Sam Rockwell (enorme) è attore
unico di questo piccolo – solo
in termini di budget – gioiello
intimista e claustrofobico, che sviluppa la sua trama a partire da
una semplice considerazione: se
decidessimo di fare affari nello
spazio profondo saremmo senza
scrupoli come siamo da sempre
sulla Terra? La risposta fa paura
e l’ipotesi è cervellotica come nei
migliori esempi degli anni 70 e
80 (ricorda Solaris, Atmosfera
zero e 2002: la seconda odissea). Duncan Jones approda alla
regia omaggiando cinema e letteratura. Sorride GERTY, il robot
di bordo che ha la voce di Kevin Spacey. Ricorda, in versione
edulcorata, HAL 9000 di 2001:
Odissea nello spazio. Il rigore
lirico della macchina da presa
fa il resto, restituendo al grande
schermo un’idea di fantascienza,
filosofica e profonda, da tempo
perduta.
FilmTv
Abituati a identificare il genere
fantascientifico con i successi delle ultime stagioni, dove l’accento
è messo soprattutto sugli effetti
speciali e le visioni apocalittiche
del nostro futuro, rischiamo di
dimenticare che la fantascienza può essere anche un genere
«intimista», riflessivo, dove l’ambientazione in un futuro prossimo
diventa pretesto per affrontare,
da nuove prospettive, temi «eterni» come la condizione umana
e i suoi dilemmi morali. Se ne
è ricordato l’esordiente Duncan
Jones, apprezzato regista trentottenne di spot e videoclip, dietro
il cui nome più o meno anonimo
si «nasconde» il figlio di David
Bowie e della sua prima moglie
Mary Angela Barnett, lo stesso a
cui il padre dedicava la canzone
Kooks. Per il suo esordio nel lungometraggio, dopo una gavetta
come operatore di macchina (anche per Tony Scott) e poi regista
pubblicitario, Jones ha scelto di
recuperare le atmosfere della fantascienza anni Settanta, soprattutto quella di film come 2002,
la seconda Odissea di Douglas
Trumbull o come Outland di Peter
Hyams, dove al centro del plot
c’era l’uomo e le sue domande
sulla difficoltà di essere in sintonia con il mondo delle macchine
e del business. Moon si svolge
naturalmente sulla Luna, ma nella
parte che non si vede mai dalla
Terra.
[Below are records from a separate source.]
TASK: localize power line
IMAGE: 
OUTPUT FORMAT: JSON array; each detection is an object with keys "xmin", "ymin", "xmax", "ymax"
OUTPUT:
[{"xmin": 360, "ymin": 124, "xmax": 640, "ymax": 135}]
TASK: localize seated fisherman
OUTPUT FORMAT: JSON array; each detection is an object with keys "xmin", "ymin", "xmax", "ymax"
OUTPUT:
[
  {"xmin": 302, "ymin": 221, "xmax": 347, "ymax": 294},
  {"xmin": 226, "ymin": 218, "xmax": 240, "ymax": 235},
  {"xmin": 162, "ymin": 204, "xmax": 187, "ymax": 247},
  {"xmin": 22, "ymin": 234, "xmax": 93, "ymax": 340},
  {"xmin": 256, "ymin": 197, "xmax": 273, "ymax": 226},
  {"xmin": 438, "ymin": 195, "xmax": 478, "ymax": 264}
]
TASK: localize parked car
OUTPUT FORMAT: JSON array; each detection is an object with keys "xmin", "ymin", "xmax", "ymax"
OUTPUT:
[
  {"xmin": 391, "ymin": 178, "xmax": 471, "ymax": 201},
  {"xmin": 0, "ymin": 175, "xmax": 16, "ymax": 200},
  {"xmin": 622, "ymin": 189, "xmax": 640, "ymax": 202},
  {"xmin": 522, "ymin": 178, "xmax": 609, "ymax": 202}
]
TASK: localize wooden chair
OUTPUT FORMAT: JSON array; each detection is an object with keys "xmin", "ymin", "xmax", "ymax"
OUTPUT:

È qui che la società energetica Lunar ha la base per raccogliere l’elio 3, un isotopo non
radioattivo dell’elio che ha risolto
i problemi di inquinamento e di
energia pulita del nostro pianeta.
Lo raccolgono dei giganteschi
«mietitrebbia» che arano la superficie lunare senza bisogno di
guidatori e che devono solo essere svuotati quando i magazzini
sono pieni. Un lavoro che può
svolgere facilmente un uomo da
solo e infatti la base della Lunar
è abitata da un astronauta per
volta, coadiuvato dal simpatico
robot tuttofare Gerty (che in originale ha la voce di Kevin Spacey e in italiano quella del suo
doppiatore Roberto Pedicini).
Non anticipiamo quello che lo
spettatore scoprirà sullo schermo,
ci limitiamo a dire che a un certo punto il film cambia marcia e
intensità, ricollegandosi a quella
fantascienza «umanistica» che interrogava lo spettatore e le sue
angosce. L’odissea esistenziale
di Sam, costretto a fare i conti
con la scoperta della sua «nonunicità» e soprattutto obbligato
a venire a patti con il «bisogno
dell’altro» (che cosa vuol dire rivolgersi a un’immagine registrata
della moglie? Fino a che punto
possono arrivare le nostre aspettative su una persona ridotta allo
stato «virtuale»?) non solo svela
l’altra faccia - come quella della
Luna - dell’avidità commerciale
dei padrini del futuro, ma spinge
lo spettatore a interrogarsi anche
sul bisogno che ogni essere umano ha del confronto con se stesso
e con gli altri (a cominciare dalla
moglie e dai figli), per continuare
con l’ambiguo sogno dell’autoisolamento. Che per il figlio di
una star come Bowie sono domande per niente scontate.